Later Thursday, Brown said in an emailed statement that he believed the union had enough votes to pass the contract, but was concerned low turnout could affect the results.
"I think we negotiated a good agreement and I believe that the majority of our members feel the same way, but just like the presidential election 10 days ago, it all comes down to whether our members come out to vote," Brown said.
"As the person who negotiated the contract —and experienced first-hand the difficulties we faced— I know the agreement is a step in the right direction," he wrote. "If you saw SEPTA's offer prior to the strike, you would have tossed it in the trash can."
If the union rejects the contract, though, that doesn't mean a strike would resume, he said.

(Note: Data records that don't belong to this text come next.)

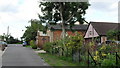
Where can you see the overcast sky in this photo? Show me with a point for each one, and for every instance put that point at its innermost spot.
(17, 13)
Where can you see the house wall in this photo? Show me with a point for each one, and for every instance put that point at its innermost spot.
(103, 39)
(91, 32)
(57, 34)
(42, 40)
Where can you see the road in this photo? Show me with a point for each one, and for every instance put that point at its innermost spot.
(16, 55)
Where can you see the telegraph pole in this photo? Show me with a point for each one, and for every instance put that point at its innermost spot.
(7, 31)
(7, 34)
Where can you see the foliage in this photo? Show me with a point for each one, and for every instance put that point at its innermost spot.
(113, 34)
(31, 31)
(64, 12)
(70, 43)
(32, 43)
(103, 55)
(12, 40)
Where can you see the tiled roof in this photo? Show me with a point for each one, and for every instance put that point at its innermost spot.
(75, 27)
(103, 27)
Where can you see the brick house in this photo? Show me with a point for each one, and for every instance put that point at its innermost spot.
(41, 39)
(99, 30)
(54, 31)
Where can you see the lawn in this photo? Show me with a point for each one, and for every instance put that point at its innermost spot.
(55, 60)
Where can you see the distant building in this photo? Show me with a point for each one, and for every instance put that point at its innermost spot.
(99, 30)
(54, 31)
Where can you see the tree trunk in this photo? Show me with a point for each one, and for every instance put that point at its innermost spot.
(63, 23)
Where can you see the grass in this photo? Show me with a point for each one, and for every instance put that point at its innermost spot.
(55, 60)
(27, 46)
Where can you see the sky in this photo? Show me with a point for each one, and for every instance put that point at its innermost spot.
(17, 13)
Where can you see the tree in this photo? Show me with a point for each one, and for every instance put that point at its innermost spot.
(31, 31)
(65, 12)
(113, 35)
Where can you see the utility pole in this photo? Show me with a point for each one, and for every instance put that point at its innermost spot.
(7, 34)
(7, 31)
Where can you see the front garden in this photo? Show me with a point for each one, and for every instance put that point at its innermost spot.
(89, 54)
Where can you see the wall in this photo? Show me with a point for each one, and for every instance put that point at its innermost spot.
(42, 40)
(57, 34)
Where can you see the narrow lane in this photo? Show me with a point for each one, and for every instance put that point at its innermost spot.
(16, 55)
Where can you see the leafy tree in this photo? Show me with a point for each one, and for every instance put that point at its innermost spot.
(31, 31)
(113, 34)
(65, 12)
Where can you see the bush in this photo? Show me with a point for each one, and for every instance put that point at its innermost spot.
(47, 47)
(33, 45)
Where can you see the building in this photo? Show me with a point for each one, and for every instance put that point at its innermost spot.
(54, 31)
(99, 30)
(41, 39)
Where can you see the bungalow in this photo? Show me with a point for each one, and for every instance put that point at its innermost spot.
(54, 31)
(99, 30)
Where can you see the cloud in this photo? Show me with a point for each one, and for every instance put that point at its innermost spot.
(102, 11)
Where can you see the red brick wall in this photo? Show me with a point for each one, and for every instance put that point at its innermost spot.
(57, 34)
(41, 42)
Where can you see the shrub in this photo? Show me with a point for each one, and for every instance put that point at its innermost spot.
(33, 45)
(47, 47)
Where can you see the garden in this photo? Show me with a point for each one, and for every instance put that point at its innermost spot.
(90, 54)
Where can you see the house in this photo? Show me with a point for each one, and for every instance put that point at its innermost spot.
(54, 31)
(41, 39)
(99, 30)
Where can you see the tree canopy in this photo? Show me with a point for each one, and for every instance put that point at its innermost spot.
(64, 12)
(31, 31)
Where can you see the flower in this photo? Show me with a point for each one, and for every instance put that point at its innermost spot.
(96, 52)
(103, 54)
(96, 58)
(103, 47)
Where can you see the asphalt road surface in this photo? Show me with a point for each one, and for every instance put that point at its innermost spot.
(16, 55)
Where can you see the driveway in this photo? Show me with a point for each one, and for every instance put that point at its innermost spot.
(16, 55)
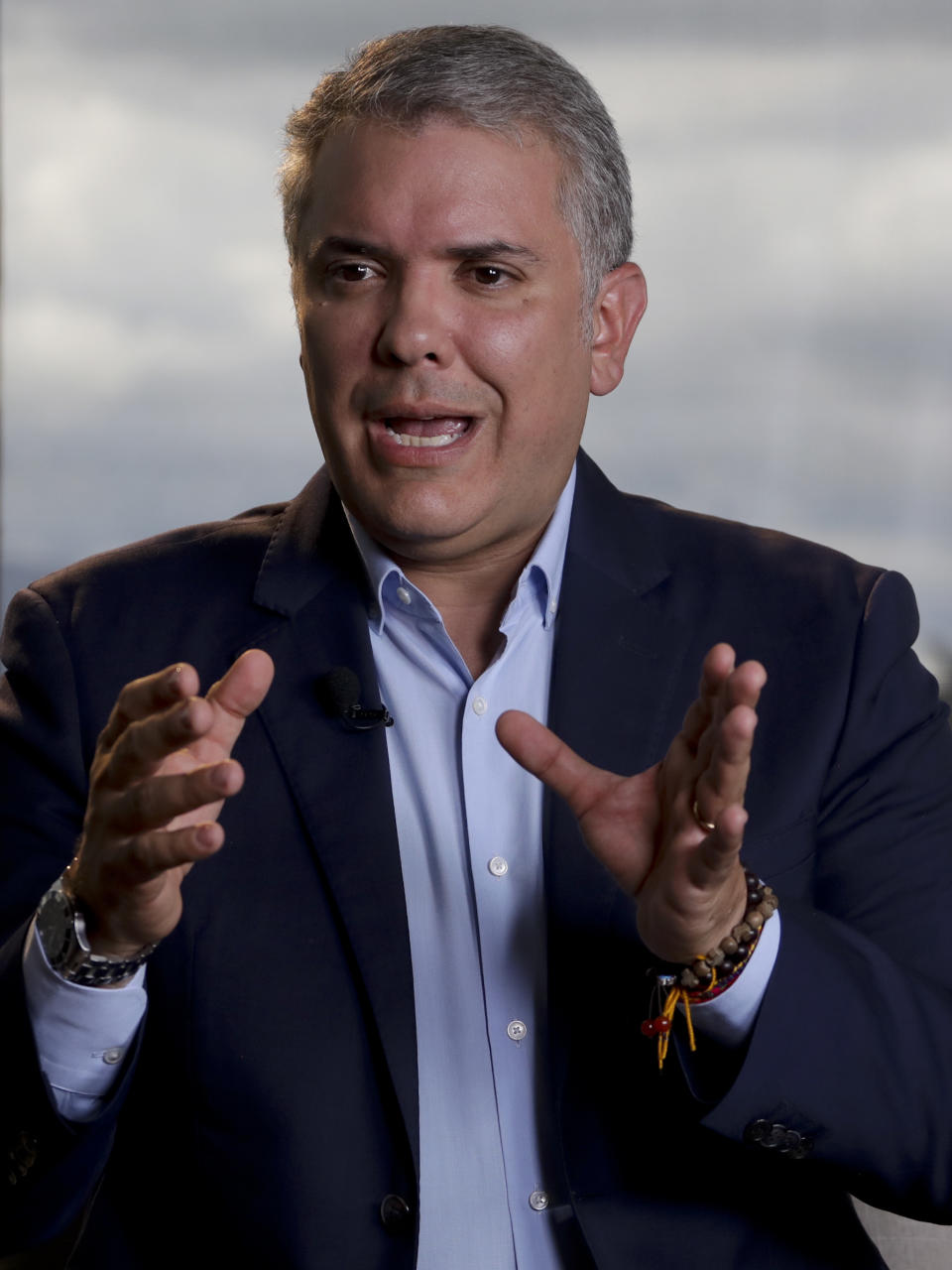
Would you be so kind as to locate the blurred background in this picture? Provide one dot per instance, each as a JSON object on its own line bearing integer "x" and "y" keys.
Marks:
{"x": 792, "y": 169}
{"x": 792, "y": 172}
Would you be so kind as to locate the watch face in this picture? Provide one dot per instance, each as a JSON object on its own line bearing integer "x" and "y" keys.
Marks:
{"x": 55, "y": 928}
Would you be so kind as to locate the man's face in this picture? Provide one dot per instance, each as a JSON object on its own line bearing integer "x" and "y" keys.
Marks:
{"x": 439, "y": 302}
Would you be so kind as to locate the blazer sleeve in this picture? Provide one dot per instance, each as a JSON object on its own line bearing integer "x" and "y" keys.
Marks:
{"x": 50, "y": 1166}
{"x": 848, "y": 1065}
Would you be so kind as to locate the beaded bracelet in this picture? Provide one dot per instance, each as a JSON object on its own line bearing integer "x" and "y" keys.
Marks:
{"x": 712, "y": 973}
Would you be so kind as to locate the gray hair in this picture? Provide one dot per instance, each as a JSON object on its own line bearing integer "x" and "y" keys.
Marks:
{"x": 490, "y": 77}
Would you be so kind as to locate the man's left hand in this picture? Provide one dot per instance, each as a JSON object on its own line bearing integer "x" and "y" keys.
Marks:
{"x": 647, "y": 829}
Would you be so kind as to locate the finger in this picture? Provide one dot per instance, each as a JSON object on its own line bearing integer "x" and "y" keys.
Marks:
{"x": 743, "y": 686}
{"x": 148, "y": 697}
{"x": 715, "y": 672}
{"x": 245, "y": 685}
{"x": 724, "y": 779}
{"x": 542, "y": 753}
{"x": 146, "y": 743}
{"x": 159, "y": 801}
{"x": 154, "y": 853}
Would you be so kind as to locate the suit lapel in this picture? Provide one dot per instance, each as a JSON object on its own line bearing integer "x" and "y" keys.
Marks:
{"x": 312, "y": 576}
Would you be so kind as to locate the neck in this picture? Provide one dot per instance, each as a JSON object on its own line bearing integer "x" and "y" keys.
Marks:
{"x": 471, "y": 598}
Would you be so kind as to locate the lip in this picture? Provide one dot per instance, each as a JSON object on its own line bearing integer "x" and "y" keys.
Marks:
{"x": 385, "y": 426}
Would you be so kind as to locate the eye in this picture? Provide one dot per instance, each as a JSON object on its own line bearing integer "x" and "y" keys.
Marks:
{"x": 490, "y": 275}
{"x": 350, "y": 271}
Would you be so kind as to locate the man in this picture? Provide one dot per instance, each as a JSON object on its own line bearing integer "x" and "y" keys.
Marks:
{"x": 395, "y": 998}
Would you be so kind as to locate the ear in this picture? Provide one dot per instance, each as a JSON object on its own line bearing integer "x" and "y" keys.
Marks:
{"x": 615, "y": 317}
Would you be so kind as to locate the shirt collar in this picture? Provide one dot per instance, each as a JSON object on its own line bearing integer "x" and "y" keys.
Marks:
{"x": 540, "y": 578}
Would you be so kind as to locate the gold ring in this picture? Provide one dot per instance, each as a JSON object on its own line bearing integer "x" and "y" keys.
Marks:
{"x": 707, "y": 826}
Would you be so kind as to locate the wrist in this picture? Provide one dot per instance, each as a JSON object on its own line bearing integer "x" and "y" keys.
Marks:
{"x": 61, "y": 929}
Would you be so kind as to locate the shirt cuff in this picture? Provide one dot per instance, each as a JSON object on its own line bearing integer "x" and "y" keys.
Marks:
{"x": 730, "y": 1017}
{"x": 81, "y": 1033}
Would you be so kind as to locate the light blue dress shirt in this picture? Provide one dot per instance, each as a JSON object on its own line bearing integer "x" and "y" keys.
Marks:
{"x": 470, "y": 828}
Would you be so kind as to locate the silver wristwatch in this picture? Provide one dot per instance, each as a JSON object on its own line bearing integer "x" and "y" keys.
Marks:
{"x": 61, "y": 929}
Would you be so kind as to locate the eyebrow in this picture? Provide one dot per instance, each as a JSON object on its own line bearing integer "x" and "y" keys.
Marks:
{"x": 460, "y": 252}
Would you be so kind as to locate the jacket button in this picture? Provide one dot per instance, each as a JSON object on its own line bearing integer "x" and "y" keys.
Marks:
{"x": 395, "y": 1213}
{"x": 777, "y": 1137}
{"x": 21, "y": 1157}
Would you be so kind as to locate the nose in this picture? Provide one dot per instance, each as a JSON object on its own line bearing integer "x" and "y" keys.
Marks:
{"x": 416, "y": 324}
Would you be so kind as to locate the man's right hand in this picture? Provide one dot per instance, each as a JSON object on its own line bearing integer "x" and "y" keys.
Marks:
{"x": 160, "y": 776}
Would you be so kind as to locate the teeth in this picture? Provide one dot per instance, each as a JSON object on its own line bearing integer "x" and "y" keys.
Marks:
{"x": 443, "y": 439}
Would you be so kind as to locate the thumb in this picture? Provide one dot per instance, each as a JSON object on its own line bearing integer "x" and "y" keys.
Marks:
{"x": 536, "y": 748}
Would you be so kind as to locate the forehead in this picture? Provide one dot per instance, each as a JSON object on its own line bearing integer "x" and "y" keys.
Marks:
{"x": 442, "y": 183}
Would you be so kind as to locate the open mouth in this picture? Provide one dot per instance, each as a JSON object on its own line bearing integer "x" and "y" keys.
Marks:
{"x": 428, "y": 434}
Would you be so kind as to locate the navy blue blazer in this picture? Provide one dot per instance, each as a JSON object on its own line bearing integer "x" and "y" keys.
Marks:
{"x": 270, "y": 1115}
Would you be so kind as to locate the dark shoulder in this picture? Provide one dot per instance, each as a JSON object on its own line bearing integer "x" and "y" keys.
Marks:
{"x": 193, "y": 549}
{"x": 714, "y": 566}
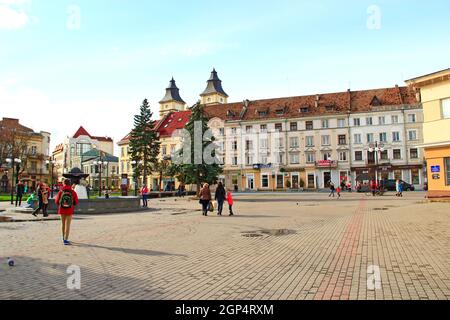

"We would have to go back to the table and see if we can rearrange some things and go from there," Brown said.
From Nov. 1 to the predawn hours of Nov. 7, about 4,700 TWU members walked away from their jobs at SEPTA. The strikers included the operators for every trolley, bus, and subway in the city and it brought mass transit to a standstill.
At a meeting Thursday, SEPTA's board of directors authorized the chairman, Pasquale Deon, to give the contract its final approval pending the union ratification. SEPTA declined to comment on the union's internal debate over the contract.
The union vote will be at 30 polling places around the city from 5:30 to 7 p.m. Friday. Members will vote on pieces of paper and the results should be available by 9 p.m., Brown said.
The contract has not yet been made public and SEPTA has not disclosed its full cost. The raises, along with pension improvements, will increase the cost of the union contract by $146 million over the five years, according to a union newsletter.
SEPTA has said that the new contract would be covered with money available in its existing 10-year budget plan and that no additional public funds or fare increases would be required.
In fiscal 2016, SEPTA budgeted $661.8 million for labor and fringe benefits for the transit division. The budgeted amount for fiscal 2017 was $703.4 million.
The wage increases should be viewed in the context of the whole contract, Brown said. The contract got workers the maximum available within SEPTA's budget constraints, he said.
"I'm telling them that's what SEPTA said is all they had," he said.